Apenas habían concluido cuando un emisario entregó a Cisneros una misiva procedente de Roma. El franciscano la leyó y la mostró de inmediato a la soberana de Castilla.

—El Papa concede la dispensa —declaró, satisfecho—. Vuestra hija puede desposar a don Manuel.

—Dios me ha perdonado —exclamó Isabel, agradecida y aliviada.

Mientras en Castilla un documento avalaba un matrimonio, en Flandes otra misiva cancelaba el compromiso entre el hijo de Felipe y la primogénita de Luis de Francia.

—¡Malnacido, ese suegro mío! —rezongó Felipe, enrabietado, al tiempo que hacía pedazos el escrito procedente de Francia, ante la mirada de Busleyden y del señor de Belmonte.

—Os advertí que no aceptaría el enlace de su nieto con la hija del rey Luis —le recordó el arzobispo de Besançon.

—¡Maldito sea el francés también! ¡Y toda su descendencia! —continuó bramando el archiduque—. ¡Apenas ha tardado en darme la espalda! ¿Tan poco vale mi amistad?

—Al parecer, no tanto como la mitad de Nápoles —apuntó el clérigo con amargura.
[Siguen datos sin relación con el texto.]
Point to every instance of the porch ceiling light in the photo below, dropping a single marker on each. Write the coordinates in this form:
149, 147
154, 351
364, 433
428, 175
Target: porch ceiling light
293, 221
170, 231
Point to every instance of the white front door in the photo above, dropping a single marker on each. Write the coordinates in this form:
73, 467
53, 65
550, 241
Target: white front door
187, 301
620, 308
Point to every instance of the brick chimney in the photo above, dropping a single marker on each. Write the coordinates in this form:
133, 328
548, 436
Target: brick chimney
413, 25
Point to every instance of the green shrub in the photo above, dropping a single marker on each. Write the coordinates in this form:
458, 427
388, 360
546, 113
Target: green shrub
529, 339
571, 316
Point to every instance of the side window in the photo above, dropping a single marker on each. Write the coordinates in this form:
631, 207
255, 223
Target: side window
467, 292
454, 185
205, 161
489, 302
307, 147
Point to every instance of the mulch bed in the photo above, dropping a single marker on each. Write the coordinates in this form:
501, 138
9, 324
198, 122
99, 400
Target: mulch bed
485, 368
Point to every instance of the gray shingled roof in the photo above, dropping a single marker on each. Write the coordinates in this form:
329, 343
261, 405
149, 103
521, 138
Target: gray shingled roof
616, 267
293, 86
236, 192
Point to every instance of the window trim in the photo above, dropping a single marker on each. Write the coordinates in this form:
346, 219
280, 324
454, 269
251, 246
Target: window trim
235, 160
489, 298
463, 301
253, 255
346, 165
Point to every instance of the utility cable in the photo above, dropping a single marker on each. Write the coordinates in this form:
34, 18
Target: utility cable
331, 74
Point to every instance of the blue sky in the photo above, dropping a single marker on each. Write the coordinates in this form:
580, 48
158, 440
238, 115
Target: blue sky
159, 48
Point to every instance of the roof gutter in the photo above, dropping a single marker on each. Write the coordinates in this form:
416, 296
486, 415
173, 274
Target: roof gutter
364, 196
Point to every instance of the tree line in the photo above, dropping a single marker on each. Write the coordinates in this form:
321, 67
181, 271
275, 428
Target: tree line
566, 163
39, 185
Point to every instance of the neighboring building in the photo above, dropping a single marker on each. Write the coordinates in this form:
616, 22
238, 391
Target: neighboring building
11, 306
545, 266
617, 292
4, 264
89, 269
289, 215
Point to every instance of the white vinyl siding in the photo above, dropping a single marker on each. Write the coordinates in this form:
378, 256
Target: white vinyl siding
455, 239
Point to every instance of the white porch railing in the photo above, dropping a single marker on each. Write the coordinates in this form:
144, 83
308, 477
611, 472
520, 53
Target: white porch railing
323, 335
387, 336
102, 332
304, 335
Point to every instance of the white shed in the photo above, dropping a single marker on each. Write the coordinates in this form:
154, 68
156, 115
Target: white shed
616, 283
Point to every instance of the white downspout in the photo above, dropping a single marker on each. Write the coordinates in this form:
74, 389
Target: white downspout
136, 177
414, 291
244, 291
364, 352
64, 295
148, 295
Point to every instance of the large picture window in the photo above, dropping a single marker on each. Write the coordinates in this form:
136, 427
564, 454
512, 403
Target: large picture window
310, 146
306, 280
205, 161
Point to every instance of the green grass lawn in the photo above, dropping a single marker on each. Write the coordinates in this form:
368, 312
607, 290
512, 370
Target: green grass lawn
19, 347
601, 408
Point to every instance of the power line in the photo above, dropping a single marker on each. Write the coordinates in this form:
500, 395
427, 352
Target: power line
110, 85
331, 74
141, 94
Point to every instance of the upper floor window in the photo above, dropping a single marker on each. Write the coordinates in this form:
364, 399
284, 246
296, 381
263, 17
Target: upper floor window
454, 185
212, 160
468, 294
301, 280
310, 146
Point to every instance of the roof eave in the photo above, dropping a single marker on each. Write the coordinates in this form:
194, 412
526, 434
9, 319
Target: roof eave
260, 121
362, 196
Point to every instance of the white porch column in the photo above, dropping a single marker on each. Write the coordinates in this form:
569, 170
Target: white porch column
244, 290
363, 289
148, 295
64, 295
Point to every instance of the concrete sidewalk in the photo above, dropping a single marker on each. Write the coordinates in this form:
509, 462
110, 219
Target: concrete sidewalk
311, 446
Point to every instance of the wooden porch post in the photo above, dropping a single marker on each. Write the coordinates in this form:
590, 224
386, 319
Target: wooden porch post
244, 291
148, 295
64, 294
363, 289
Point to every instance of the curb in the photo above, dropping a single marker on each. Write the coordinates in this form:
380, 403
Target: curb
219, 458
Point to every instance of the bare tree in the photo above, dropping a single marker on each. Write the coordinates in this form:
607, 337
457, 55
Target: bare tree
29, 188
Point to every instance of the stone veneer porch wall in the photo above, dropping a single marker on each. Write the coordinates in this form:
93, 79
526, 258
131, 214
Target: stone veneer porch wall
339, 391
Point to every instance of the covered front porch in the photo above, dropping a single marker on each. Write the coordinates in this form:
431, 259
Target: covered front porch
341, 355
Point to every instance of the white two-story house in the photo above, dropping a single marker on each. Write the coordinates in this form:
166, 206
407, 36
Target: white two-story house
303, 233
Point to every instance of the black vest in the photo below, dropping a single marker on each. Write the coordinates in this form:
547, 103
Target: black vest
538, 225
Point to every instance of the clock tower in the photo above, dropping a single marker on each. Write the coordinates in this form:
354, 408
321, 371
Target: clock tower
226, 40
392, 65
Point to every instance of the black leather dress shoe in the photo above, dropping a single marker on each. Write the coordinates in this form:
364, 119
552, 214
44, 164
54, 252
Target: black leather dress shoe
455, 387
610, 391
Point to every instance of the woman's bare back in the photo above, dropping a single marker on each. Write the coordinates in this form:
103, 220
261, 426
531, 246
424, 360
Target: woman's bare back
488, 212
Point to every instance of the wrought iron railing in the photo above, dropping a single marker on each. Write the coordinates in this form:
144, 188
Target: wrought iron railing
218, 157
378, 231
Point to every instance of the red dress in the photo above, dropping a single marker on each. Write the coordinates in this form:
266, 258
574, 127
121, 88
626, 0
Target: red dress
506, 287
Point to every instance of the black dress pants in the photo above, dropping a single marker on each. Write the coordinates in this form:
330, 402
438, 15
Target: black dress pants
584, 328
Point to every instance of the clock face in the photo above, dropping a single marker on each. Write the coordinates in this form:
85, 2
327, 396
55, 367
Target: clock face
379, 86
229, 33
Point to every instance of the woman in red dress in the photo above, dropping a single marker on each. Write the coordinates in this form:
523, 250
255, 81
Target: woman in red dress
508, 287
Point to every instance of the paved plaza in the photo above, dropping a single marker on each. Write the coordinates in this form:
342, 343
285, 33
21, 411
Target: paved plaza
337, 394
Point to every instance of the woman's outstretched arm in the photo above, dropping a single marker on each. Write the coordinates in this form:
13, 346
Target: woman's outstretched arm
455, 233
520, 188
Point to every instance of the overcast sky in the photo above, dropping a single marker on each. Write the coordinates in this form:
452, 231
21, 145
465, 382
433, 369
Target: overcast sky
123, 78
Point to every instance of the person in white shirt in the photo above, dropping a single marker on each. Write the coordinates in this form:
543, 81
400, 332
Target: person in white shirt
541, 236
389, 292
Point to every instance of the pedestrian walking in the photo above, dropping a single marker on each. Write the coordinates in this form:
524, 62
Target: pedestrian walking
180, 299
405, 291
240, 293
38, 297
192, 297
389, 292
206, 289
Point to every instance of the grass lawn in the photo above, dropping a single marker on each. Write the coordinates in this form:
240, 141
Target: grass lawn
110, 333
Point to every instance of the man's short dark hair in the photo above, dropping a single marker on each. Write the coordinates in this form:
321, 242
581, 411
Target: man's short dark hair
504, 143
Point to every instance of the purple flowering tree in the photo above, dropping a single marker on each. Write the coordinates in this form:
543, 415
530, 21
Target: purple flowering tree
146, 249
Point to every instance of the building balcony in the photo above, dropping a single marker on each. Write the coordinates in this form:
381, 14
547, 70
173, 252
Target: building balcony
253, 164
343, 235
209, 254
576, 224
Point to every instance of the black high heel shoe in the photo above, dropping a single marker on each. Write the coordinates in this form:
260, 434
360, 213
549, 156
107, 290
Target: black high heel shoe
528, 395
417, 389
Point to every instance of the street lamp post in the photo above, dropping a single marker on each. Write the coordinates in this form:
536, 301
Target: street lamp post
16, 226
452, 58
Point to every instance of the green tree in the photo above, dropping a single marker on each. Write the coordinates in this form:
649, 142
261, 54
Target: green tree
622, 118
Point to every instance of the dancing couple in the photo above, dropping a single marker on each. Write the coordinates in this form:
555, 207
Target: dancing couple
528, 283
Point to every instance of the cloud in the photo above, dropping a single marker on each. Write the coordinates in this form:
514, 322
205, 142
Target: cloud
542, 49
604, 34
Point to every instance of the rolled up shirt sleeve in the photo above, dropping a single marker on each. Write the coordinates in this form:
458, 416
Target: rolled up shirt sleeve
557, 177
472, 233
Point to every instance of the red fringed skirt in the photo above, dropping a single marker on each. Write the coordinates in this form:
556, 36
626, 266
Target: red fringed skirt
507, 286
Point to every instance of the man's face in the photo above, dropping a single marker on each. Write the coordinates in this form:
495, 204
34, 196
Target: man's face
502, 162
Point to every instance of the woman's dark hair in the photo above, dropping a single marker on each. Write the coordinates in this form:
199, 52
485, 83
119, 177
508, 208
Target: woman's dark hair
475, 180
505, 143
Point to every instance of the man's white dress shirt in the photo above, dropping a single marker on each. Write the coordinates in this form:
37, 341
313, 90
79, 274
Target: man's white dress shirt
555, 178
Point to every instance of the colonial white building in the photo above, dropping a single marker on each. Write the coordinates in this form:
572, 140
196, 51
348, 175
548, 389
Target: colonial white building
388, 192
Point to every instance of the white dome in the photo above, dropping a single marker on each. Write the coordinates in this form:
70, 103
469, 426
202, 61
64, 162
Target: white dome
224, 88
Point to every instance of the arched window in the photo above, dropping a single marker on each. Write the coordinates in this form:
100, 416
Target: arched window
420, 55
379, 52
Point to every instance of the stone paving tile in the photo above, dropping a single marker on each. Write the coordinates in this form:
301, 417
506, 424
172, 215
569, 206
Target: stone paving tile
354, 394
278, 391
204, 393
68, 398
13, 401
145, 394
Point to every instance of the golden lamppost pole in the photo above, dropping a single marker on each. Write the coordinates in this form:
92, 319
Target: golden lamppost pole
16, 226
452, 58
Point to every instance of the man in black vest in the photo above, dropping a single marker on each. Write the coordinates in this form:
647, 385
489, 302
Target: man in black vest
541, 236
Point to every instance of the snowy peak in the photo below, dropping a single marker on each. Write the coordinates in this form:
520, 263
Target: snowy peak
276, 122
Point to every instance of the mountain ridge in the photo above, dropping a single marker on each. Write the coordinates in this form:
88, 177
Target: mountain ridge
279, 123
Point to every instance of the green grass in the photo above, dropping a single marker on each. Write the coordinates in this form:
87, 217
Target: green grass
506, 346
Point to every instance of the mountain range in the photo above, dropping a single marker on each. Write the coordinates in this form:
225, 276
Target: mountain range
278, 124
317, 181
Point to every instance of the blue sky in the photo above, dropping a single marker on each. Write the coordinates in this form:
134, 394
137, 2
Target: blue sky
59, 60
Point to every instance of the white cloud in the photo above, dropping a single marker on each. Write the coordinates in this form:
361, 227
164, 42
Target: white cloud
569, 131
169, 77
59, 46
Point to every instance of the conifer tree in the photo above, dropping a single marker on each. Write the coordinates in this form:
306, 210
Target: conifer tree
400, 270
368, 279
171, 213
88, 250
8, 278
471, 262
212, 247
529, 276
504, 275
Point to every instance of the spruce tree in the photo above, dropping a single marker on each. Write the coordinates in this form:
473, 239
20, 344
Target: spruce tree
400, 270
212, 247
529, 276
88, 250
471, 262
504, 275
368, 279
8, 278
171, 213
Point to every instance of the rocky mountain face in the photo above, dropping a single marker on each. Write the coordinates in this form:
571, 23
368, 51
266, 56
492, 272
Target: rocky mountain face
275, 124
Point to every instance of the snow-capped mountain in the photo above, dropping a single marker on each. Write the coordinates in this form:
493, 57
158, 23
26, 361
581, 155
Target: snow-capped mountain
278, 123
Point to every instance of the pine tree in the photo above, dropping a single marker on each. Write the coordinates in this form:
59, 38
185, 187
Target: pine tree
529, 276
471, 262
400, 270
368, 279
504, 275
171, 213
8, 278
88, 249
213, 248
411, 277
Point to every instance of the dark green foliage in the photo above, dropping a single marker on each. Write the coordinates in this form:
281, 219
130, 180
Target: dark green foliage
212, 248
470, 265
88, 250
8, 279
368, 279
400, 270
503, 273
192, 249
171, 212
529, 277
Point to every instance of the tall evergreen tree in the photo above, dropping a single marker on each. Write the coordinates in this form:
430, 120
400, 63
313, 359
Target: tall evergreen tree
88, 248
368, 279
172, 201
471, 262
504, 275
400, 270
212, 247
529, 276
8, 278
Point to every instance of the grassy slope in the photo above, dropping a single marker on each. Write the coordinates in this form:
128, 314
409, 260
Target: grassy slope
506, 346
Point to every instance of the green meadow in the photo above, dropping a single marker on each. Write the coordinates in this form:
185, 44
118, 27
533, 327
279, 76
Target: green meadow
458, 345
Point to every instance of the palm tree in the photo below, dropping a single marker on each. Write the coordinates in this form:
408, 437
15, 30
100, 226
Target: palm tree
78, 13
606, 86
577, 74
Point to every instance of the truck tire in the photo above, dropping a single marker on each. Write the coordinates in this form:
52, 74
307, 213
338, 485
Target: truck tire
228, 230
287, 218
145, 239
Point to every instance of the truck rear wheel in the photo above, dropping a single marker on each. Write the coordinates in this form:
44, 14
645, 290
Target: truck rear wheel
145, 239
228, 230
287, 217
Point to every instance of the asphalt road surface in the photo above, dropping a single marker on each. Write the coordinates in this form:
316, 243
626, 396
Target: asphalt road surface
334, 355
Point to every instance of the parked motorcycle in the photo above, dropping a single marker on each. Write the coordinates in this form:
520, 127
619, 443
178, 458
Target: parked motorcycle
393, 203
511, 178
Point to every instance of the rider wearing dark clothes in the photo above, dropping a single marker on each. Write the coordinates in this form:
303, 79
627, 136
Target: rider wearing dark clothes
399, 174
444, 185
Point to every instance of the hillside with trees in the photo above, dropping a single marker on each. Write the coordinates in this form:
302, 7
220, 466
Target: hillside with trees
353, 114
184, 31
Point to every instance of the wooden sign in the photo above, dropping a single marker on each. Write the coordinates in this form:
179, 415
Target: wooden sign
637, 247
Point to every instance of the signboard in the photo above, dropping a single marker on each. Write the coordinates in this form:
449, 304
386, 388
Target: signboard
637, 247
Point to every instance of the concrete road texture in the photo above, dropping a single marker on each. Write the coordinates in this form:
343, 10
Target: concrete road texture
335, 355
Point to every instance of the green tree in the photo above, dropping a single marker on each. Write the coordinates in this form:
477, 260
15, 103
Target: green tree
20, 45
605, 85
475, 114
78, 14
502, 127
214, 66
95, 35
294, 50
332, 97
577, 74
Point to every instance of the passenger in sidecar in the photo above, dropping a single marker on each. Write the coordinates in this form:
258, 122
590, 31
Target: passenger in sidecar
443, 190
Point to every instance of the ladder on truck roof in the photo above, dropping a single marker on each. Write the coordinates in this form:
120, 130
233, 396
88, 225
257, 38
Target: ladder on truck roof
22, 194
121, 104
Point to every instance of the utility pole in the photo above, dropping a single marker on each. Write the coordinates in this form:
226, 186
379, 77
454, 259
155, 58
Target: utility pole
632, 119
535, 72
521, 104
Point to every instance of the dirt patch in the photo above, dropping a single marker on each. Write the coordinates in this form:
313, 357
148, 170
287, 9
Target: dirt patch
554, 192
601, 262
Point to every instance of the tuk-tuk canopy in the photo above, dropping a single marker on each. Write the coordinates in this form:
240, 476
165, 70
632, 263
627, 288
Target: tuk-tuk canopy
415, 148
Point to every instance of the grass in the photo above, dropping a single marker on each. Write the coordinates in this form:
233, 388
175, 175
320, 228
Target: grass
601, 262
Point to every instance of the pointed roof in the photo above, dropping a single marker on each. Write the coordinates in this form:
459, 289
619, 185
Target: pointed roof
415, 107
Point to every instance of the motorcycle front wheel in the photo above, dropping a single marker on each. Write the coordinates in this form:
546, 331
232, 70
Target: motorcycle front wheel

—El rey Luis ha obrado como todos haríamos —declaró Villena, de sopetón. Felipe y Busleyden acusaron la sentencia con desagrado, pero ello no alteró al castellano—. No es él contra quien debéis actuar.

Sus interlocutores aceptaron escuchar a don Juan Manuel con atención.

—Una vez más, Fernando os ha dado a entender cuán grande es su poder frente al vuestro. Os menosprecia.

—Por tanto, urge hacerle ver cuán grande es su error —remató Busleyden.

Villena asintió, satisfecho por que el arzobispo hubiera comprendido su intención. Felipe trataba de cavilar, dominado por la ira.

—¿Cuál será vuestra respuesta? —lo apremió el religioso.

—Se la daré en persona —contestó el borgoñón—. ¡Partimos hacia Castilla! ¡Ya es hora de que nuestras contiendas se libren cara a cara!